Resubbing Contemporary Series
This is where most of the action is, at the moment. The anime industry's practice of spiffing up the BluRay releases of TV series with uncensored content, or at least correction of obvious animation mistakes, makes the BluRay release the "definitive" version of most shows. Further, the widespread use of softsubbing for everything - dialog, signs, and karaokes - makes the production process for BluRay releases much easier.
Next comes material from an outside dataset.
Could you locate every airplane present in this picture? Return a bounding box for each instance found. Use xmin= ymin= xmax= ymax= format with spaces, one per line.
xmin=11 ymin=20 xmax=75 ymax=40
Surprisingly, most fansub groups don't make their own BluRay releases, or only do so sporadically. UTW does BluRay releases of many of its series, but not all; Hiryuu has started (but not finished) several; WhyNot has done a couple. By and large, BluRay resubs come from independent teams, such as DmonHiro, Zurako, Rizlim, Final8, mudabone, Coalgirls, Atsui, Kira, tlacatl6, Thora, and so on.
A year ago, there were noticeable differences in quality, particularly in editing, timing, and typesetting, among the various resubbers, but these days, the survivors are fairly competent at the basics. The real difference lies in their attitude to file sizes. Some, such as DmonHiro, Atsui, and mudabone, are quite careful about file sizes and try to make pragmatic tradeoffs between quality and bits. Others, such as Rizlim, Coalgirls, and Thora, believe that bigger files equate to higher quality. (I had thought that Coalgirl's Seitokai Yakuindomo, requiring 11GB for 13 720p episodes, was the most bloated encode I had ever seen, but Rizlim's Softenni, with 17GB for 12 720p episodes, is the new exemplar.) The rest fall in the middle.
I don't propose to rehash the arguments on each side. I am sympathetic to DmonHiro's reasoning - that the differences between FLAC and AAC are inaudible, and the differences in file size matter to people who have bandwidth quotas, or who pay for Internet usage by the GB, or who live in countries with less than stellar infrastructure. Neither side is likely to budge, and there's often a choice from competing camps. For example, Rizlim's Softenni will face competition from Dual Duality, at less than half the file size. And someday, perhaps, there will be a reasonably-sized encode of Seitokai Yakuindomo that's also competently timed and typeset.
The Fansub Value Chain
The resubbing phenomenon illustrates how complex and diversified the fansub "value chain" has become. If you're not familiar with the term, value chain denotes all the steps in the process of producing a product or service, with emphasis on the value added at each step. For fansubbing, this used to be a fairly simple, two-step process:
- Rip the raws, typically directly from TV.
- Do everything else, from translation through finished encode.
Fansubbing has evolved continuously under the influence of changes in the technology and business models, and that evolution shows no signs of stopping. If I show some bias towards shows that are neglected or forgotten, and towards technology use that is sensibly balanced, that's just one point of view in a highly diversified landscape of hobbyists, enthusiasts, and fanatics. The more, the merrier.